Example 1 — Simple Chat

from langchain_openai import ChatOpenAI
from langchain_core.messages import HumanMessage, SystemMessage

llm = ChatOpenAI(
    base_url="http://localhost:13305/api/v1",
    api_key="lemonade",
    model="Llama-3.2-3B-Instruct-Hybrid",
)

messages = [
    SystemMessage(content="You are a helpful assistant. Be concise."),
    HumanMessage(content="Explain what a vector database is in one sentence."),
]

response = llm.invoke(messages)
print(response.content)

Example 2 — RAG Pipeline (Chat with Your Documents)

This example builds a full Retrieval-Augmented Generation pipeline using Lemonade as the LLM backend — fully local and offline.

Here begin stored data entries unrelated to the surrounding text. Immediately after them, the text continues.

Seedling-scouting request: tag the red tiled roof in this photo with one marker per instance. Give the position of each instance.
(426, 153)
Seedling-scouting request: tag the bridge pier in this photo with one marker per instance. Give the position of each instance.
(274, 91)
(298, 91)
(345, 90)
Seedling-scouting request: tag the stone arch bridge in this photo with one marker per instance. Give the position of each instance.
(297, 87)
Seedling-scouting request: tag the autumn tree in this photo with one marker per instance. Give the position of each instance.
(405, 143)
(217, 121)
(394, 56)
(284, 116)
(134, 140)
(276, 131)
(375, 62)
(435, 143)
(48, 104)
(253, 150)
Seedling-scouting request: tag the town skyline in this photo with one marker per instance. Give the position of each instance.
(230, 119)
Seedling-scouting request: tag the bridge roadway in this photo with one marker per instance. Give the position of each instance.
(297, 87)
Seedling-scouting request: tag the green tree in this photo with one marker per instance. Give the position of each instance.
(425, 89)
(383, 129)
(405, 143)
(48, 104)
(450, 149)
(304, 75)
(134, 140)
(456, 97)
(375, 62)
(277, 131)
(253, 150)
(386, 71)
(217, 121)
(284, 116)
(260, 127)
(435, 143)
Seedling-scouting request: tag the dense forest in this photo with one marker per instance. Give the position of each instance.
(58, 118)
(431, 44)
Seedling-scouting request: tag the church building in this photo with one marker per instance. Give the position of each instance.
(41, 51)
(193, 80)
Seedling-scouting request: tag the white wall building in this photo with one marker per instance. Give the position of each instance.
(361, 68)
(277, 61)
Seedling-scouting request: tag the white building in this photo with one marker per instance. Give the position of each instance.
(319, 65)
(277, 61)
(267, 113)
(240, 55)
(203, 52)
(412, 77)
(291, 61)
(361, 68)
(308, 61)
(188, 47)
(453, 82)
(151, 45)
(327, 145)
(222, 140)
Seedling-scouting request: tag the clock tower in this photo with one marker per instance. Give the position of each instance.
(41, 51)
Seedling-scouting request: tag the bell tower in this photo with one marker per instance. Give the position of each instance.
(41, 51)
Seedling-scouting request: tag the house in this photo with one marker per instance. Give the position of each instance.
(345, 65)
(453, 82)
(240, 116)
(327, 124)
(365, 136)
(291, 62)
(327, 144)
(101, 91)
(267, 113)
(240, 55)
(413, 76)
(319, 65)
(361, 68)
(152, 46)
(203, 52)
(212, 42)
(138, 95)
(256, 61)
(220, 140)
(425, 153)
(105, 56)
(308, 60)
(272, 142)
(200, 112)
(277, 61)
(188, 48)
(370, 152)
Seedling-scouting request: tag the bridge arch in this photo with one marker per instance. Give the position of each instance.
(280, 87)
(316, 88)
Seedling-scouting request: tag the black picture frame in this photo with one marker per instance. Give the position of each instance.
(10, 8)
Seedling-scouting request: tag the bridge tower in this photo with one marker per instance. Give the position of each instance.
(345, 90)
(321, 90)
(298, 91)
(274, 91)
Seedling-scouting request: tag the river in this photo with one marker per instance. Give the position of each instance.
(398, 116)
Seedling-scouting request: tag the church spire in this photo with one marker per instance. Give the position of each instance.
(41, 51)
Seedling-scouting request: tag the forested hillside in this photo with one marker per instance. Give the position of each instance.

Additional prerequisite: pull the embedding model before running:

lemonade pull nomic-embed-text-v1-GGUF

pip install langchain langchain-openai langchain-community langchain-chroma langchain-text-splitters pypdf

from langchain_openai import ChatOpenAI, OpenAIEmbeddings
from langchain_community.document_loaders import PyPDFLoader
from langchain_text_splitters import RecursiveCharacterTextSplitter
from langchain_chroma import Chroma
from langchain_core.prompts import PromptTemplate
from langchain_core.output_parsers import StrOutputParser
from langchain_core.runnables import RunnablePassthrough

# ── Connect to Lemonade ──────────────────────────────────
LEMONADE_BASE_URL   = "http://localhost:13305/api/v1"
LEMONADE_API_KEY    = "lemonade"
MODEL_NAME          = "Llama-3.2-3B-Instruct-Hybrid"
EMBEDDING_MODEL     = "nomic-embed-text-v1-GGUF"

llm = ChatOpenAI(
    base_url=LEMONADE_BASE_URL,
    api_key=LEMONADE_API_KEY,
    model=MODEL_NAME,
)

# Requires the embedding model to be pulled first:
#   lemonade pull nomic-embed-text-v1-GGUF
# check_embedding_ctx_length=False disables LangChain's OpenAI-specific
# tokenizer check, which fails against non-OpenAI providers.
embeddings = OpenAIEmbeddings(
    base_url=LEMONADE_BASE_URL,
    api_key=LEMONADE_API_KEY,
    model=EMBEDDING_MODEL,
    check_embedding_ctx_length=False,
)

# ── Load and chunk your PDF ──────────────────────────────
loader = PyPDFLoader("your_document.pdf")
docs   = loader.load()

splitter = RecursiveCharacterTextSplitter(chunk_size=500, chunk_overlap=50)
chunks   = splitter.split_documents(docs)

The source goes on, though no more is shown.